I've created a new clear style for a button. I then just drop a button in the TVI and set its style. You can do the same thing using data templates, of course.

Will
Hi, I see what you're trying to do, and appreciate the quick response, but is this really the best solution? I have searched the net high and low and can't find a nice way of doing it! Have to say its annoying that this isn't just built in. But at least you've provided a way of doing this, but now how do you get the header to show the button, and the bound text?
Richard
@richard updated with sample
Will
Thanks Will for the update and I see that this would probably work. I have gone a different route, but very much appreciate the help. Hopefully this will help someone else who has this issue.
Richard
A: 

This is a good example of how the MVVM is very much an after-thought in WPF. You expect there to be Command support of certain gui items, but there isn't, so you're forced to go through an elaborate process (as shown in Will's example) just to get a command attached to something.

Let's hope they address this in WPF 2.0 :-)

Sean
MVVM came after WPF, so it wasn't exactly an "afterthought", it was a way to apply the principles of MVC to WPF. Also, this is more of a shortcoming of the treeview that WPF. The treeview wasn't developed for this kind of use, which was kinda short sighted imho.
Will
+1  A: 

Thanks for the input into the issue, and yes, I did say I didn't want a Code behind solution, however at that time I was still very much under the impression that I was simply missing something... so I ended up using the TreeView_SelectedItemChanged event.

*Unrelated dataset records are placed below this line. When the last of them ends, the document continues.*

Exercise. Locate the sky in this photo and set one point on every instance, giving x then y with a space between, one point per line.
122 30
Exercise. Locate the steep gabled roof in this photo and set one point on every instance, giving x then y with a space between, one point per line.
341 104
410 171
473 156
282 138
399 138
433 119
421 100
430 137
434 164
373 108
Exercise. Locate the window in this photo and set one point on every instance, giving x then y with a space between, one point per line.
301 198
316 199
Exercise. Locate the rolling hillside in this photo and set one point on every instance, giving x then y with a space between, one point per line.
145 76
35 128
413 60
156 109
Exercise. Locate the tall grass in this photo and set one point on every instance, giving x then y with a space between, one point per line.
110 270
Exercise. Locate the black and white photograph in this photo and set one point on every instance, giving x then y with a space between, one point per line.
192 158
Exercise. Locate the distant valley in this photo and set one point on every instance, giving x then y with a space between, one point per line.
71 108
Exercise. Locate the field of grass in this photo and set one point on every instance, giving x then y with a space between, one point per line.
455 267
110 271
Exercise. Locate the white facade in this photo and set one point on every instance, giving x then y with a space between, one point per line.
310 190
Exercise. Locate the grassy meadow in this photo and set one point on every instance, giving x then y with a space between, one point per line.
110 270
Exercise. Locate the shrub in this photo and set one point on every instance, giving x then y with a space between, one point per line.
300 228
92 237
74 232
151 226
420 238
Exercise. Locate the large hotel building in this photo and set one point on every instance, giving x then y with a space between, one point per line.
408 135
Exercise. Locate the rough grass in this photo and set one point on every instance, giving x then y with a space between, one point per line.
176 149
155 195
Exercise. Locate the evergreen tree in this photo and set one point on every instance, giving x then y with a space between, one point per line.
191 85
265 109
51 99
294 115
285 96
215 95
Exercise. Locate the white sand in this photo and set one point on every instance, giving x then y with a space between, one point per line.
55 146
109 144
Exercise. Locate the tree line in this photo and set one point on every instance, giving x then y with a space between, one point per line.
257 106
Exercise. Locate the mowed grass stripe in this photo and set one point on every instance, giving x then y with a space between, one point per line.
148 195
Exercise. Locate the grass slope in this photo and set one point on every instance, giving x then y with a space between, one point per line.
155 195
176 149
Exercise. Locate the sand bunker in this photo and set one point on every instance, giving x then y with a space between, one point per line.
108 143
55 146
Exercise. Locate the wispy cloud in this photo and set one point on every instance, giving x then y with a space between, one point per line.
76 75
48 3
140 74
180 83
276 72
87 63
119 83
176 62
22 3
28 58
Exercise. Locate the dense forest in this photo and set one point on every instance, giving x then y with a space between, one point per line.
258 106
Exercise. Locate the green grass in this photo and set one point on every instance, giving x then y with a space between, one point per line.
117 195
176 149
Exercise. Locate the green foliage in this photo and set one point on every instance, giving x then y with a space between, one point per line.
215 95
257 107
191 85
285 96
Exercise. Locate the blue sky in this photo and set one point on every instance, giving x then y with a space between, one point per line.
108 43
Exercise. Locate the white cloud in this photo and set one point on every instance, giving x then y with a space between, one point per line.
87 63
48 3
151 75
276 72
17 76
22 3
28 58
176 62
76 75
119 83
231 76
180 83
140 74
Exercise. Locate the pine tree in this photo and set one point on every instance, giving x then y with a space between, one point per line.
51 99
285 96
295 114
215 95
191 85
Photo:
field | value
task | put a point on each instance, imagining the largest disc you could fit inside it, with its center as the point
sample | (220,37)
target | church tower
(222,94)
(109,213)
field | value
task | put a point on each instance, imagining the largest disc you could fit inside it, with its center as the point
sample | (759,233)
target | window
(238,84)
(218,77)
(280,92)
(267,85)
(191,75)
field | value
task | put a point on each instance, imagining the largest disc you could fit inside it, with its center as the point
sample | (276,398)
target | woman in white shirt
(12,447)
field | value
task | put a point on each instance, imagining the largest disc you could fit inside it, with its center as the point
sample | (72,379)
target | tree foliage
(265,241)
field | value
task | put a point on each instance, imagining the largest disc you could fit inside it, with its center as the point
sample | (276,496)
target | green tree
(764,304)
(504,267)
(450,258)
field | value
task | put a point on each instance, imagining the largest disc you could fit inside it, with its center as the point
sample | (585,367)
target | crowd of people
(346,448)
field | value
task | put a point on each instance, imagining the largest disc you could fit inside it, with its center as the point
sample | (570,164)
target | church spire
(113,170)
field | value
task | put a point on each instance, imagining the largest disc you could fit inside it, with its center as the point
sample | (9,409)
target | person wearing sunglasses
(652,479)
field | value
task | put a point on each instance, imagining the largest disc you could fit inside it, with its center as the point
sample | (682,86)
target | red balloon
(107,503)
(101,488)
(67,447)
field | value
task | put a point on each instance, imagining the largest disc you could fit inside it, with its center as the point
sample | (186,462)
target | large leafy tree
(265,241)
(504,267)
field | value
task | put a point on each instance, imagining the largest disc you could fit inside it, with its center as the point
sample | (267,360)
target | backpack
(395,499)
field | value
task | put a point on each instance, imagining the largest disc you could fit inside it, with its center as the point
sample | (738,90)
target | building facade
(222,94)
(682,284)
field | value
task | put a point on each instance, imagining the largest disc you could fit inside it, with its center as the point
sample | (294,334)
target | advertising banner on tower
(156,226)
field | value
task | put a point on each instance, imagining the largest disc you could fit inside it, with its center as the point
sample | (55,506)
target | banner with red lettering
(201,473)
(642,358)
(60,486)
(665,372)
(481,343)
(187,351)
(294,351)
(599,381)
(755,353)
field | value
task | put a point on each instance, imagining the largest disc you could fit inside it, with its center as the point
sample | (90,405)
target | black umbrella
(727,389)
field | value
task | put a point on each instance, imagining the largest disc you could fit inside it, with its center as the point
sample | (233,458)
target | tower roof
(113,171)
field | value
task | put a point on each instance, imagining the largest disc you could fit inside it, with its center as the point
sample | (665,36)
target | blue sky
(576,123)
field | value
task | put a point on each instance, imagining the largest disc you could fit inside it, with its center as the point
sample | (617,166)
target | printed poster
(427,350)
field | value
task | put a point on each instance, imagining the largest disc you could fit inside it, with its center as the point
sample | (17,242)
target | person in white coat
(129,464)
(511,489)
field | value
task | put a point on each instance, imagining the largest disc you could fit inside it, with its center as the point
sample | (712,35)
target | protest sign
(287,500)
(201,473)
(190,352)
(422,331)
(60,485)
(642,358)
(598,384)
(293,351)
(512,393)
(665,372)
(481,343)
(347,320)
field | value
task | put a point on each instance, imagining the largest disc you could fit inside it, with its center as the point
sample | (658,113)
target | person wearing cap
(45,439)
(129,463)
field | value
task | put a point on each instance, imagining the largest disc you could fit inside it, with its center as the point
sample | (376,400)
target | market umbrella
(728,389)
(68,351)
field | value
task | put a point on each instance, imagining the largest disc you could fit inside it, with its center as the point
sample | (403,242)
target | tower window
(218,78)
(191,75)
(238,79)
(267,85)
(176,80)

Even though Will's approach seems like a good work around, for my personal situation I decided that I would use the code behind. The reason for this is so that the View and XAML would remain as it would be if the TreeViewItem had a "Command" property to which my Command could be bound. Now I do not have to change the Templates or the Views, all I have to do is add the code and the Event for the TreeView_SelectedItemChanged.

My solution:

  private void TreeView_SelectedItemChanged(object sender, RoutedPropertyChangedEventArgs<object> e)
    {
        if (sender != null)
        {
            var treeView = sender as TreeView;
            if (treeView != null)
            {
                var commandViewModel = treeView.SelectedItem as CommandViewModel;
                if (commandViewModel != null)
                {
                    var mi = commandViewModel.Command.GetType().GetMethod("Execute");
                    mi.Invoke(commandViewModel.Command, new Object[] {null});
                }
            }
        }
    }

As I already have the RelayCommand attached to the TreeViewItem, all I am now doing is to just manually invoke the "Execute" method on that specific RelayCommand.

If this is the completely wrong way of going about it then please let me know...

Thanks!

Richard
I believe with the ASP.NET treeview you can extend TreeView and TreeViewItem to add this kind of functionality. You'd change the TVI to add what you needed and then overrode a method in TV to create a new instance of your TVI. I don't know if the same pattern is available in the WPF treeview; I checked but not that thoroughly.